The issues arose almost immediately after the couple got married in 1994, with Gates pining for his former flame Ann Winblad, a tech entrepreneur, based on the the book, which hits stores Aug. 13.
He had an unusual arrangement together with his wife that allowed him to go to Winblad every year at her home in North Carolina, the book said.
In accordance with Das, French Gates personally overhauled her husband’s security team attributable to her concerns that they were “enabling him to be places where [she] didn’t know he was at.”
The book also reported that his wife ordered the couple’s housekeepers not to present out his direct phone number when women called the home.
The nerdy mogul “assumed his behavior would haven’t any consequences,” based on Das, who wrote that the wedding eventually ended due to “different notions concerning the meaning of a marital contract.”
While she “genuinely believed being married would make a difference due to her deep belief in its sanctity,” Bill Gates thought that “love and marriage can often mean two various things,” based on Das.
The tycoon’s wandering eye allegedly prolonged to young women working on the Bill and Melinda Gates Foundation.
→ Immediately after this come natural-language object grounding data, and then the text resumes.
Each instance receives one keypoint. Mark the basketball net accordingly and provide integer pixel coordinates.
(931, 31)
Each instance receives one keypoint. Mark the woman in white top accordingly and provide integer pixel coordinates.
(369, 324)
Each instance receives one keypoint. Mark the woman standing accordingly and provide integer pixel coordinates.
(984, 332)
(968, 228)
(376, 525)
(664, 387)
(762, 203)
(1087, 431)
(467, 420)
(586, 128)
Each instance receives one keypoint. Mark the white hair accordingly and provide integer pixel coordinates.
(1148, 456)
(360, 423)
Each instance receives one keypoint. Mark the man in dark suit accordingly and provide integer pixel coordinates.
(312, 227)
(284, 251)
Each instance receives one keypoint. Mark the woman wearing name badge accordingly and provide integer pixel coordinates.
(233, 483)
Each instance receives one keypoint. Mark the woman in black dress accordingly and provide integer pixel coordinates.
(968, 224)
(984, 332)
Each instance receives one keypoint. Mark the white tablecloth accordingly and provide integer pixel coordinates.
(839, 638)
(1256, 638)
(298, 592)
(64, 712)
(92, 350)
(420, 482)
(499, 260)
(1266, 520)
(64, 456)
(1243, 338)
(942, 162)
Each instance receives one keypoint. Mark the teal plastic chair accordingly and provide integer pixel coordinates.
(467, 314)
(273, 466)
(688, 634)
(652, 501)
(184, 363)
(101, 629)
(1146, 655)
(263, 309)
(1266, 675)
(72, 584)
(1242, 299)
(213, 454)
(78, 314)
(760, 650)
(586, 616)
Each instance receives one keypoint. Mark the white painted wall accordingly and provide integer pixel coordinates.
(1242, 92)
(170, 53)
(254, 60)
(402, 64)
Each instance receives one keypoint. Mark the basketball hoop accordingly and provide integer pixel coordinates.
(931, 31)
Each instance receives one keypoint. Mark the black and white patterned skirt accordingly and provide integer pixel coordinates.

In accordance with Das, Gates “flirted with a number of the interns on the Gates Foundation, putting them within the uncomfortable position of getting to take into consideration their profession prospects while not wanting to be hit on by the boss.”
“In a single instance a colleague chastised one person for sending a 22-year-old intern to Gates’ office by herself, saying: ‘She’s too young and too pretty’,” Das wrote within the book.
Gates’ overtures to women were considered “clumsy quite than predatory,” individuals who witnessed them firsthand told Das.
One former Microsoft executive said Gates didn’t “prey on” women or ask for sexual favors in exchange for advancing their skilled prospects.
“He’s not Harvey Weinstein…I do know of no real situation by which anyone got anything for sleeping with Bill,” the previous executive told Das.
Gates, 68, showed a “certain naivete in his interactions with women, mistaking engaged conversation for mutual interest,” the exec added.
The ultimate straw for French Gates was her husband’s alleged friendship with convicted pedophile Jeffrey Epstein, who met Bill Gates quite a few times after the disgraced financier pleaded guilty to procuring sex with a minor.
The couple divorced in 2021 and French Gates bolted the inspiration earlier this yr to launch her own philanthropic company.
The Post reached out to French Gates through her Pivotal Ventures for comment.
A spokesperson for Bill Gates blasted Das and her book.
“Relying almost exclusively on second- and third-hand hearsay and anonymous sources, the book includes highly sensationalized allegations and outright falsehoods that ignore the actual documented facts our office provided to the writer on quite a few occasions,” the rep from Gates’ office said in a press release provided to The Post.
“Mr. Gates has previously stated his deep regret for ever meeting with Epstein, who he met with for discussions regarding philanthropy only.”